Per i Tribunale di Locri “è di tutta evidenza che detto imputato non versasse in alcuna condizione di pericolo per la sua o per l’altrui persona e che abbia operato con costanza nell’illecito, in modo studiato, consapevole e volontario, per come emerge sia dalle sue azioni che, soprattutto, dalle sue stesse parole, le quali si traggono in modo incontestabile dalle intercettazioni”. I giudici non hanno creduto a Lucano nemmeno sulla circostanza che l’ex sindaco di Riace “non si sarebbe intascato nulla dalle varie azioni che gli vengono addebitate, tanto da essere sostanzialmente impossidente, avendo egli agito al solo scopo di fare del bene al prossimo”. Per il Tribunale, va sfatato questo “falso mito”: “Ritiene, invece, il Collegio – si legge sempre nella sentenza – che l’analisi attenta delle sue stesse parole, tratte dalle intercettazioni di cui si dispone, e che sono state di volta in volta esaminate, abbia inchiodato Domenico Lucano alle sue incontestabili responsabilità, smascherando il mendacio permanente di cui lo stesso si è servito per accreditarsi all’esterno, in modo del tutto diverso da come ha spudoratamente agito”.

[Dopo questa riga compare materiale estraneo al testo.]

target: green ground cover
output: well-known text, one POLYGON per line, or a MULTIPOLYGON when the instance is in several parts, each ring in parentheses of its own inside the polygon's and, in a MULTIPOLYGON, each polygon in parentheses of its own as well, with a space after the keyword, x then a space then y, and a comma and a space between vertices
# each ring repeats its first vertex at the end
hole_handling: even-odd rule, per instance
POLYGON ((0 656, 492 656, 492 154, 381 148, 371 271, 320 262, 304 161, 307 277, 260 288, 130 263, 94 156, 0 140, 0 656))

“Praticamente il Tribunale di Locri mi condanna sulla base di dubbi e di falsità”. È questo il commento a caldo di Mimmo Lucano secondo cui “le risultanze del processo dimostrano altro”. “Non mi aspettavo dei complimenti nelle motivazioni della sentenza, ma neanche che il Tribunale di Locri mi condannasse sulla base di cose non vere – aggiunge l’ex sindaco di Riace – È tutto molto strano. Il colonnello della guardia di finanza che è stato interrogato, rispondendo a domande precise del Tribunale, ha detto che non ho patrimoni e che non era mia intenzione arricchirmi. Dal processo non si evince per nulla l’interesse economico. Perché devo subire quest’aggressione mediatica basata su accuse infondate? Io non ho nulla. Mi domando come mai in tanti anni di indagine gli investigatori non hanno mai trovato un euro nelle mie tasche. Lo hanno detto anche in aula. Dov’è questo tesoro? Non potranno mai dimostrare che mi sono arricchito semplicemente perché la realtà è diversa ed è quella che io ho sempre raccontato. Si infanga ancora una volta la mia immagine ma io non voglio che la gente abbia dei dubbi su di me. Aspetto di consultarmi con i miei avvocati per ricorrere in appello. Sono sicuro che dimostrerò la mia innocenza”.